By Paritosh Bansal - Analysis
NEW YORK (Reuters) - American International Group funneled over $90 billion of taxpayer bailout funds to various U.S. and European banks, but the biggest beneficiary was politically connected Goldman Sachs Group Inc.
Suspicions of potential conflicts of interest and favoritism have been fueled by $12.9 billion AIG paid to Goldman Sachs — where then-Treasury Secretary Henry Paulson had previously worked as chief executive — in the months after the insurer was rescued by the government last September.
Goldman, for its part, has insisted it did not need the bailout money because it was “always fully collateralized and hedged.”
Long Wall Street’s largest investment bank before it recently became a bank holding company, Goldman answered a series of questions from Reuters about the bailout funds.

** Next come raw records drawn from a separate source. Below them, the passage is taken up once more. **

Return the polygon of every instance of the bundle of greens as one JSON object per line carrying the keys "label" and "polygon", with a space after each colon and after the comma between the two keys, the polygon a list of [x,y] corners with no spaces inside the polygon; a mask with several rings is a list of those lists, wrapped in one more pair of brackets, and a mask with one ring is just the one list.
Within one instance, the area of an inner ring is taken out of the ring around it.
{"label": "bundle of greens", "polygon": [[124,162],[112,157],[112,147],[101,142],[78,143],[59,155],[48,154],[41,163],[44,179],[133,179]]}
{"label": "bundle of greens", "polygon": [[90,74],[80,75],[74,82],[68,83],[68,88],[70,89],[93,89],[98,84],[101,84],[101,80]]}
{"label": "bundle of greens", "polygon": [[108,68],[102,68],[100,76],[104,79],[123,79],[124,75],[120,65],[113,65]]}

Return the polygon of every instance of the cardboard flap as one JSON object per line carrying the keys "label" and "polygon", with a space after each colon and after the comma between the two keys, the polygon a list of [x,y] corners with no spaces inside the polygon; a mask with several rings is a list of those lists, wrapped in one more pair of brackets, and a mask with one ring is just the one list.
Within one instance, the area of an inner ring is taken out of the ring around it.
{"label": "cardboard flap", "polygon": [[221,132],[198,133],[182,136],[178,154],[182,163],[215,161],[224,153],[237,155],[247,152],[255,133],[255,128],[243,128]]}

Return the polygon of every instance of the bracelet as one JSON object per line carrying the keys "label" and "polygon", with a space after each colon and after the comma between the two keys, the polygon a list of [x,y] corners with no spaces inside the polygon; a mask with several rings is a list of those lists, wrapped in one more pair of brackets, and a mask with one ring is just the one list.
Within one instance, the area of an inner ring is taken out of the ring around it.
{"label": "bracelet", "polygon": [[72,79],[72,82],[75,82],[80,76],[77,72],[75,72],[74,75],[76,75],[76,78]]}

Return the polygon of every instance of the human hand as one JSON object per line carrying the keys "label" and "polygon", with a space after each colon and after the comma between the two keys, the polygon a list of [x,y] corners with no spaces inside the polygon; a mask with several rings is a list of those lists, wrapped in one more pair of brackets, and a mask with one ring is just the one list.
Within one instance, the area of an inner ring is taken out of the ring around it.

“We can say that our notional exposure to AIG is a fraction of what it was at the time of the September bailout,” Goldman spokesman Michael DuVally said.
Asked why Goldman Sachs took $12.9 billion of taxpayer money if it was collateralized and hedged on its AIG positions, DuVally said it was because AIG was not allowed to fail, so Goldman did not get money from hedges that would have paid out if the insurer had collapsed. And, he said, under the terms of its contracts with AIG, Goldman was entitled to collateral.
DuVally also said the bank does extensive due diligence on all its counterparties.
How much Goldman and other counterparties received from AIG has been just one of several flashpoints over the taxpayer rescue of what was once the world’s largest insurer.
AIG has also infuriated politicians — including U.S. President Barack Obama — with its plan to pay $165 million in bonuses to employees at the unit at the heart of its problems.
Still, the payments to counterparties like Goldman Sachs dwarfed the bonuses, and some experts contend that these companies should have been made to share some of the losses resulting from the giant insurance firm’s near collapse.
“People see that the guys that ruined AIG are getting paid more money, and that creates outrage,” said Porter Stansberry, managing director of Stansberry & Associates Investment Research. “If you want to be outraged, be outraged that the counterparties got paid out full value.”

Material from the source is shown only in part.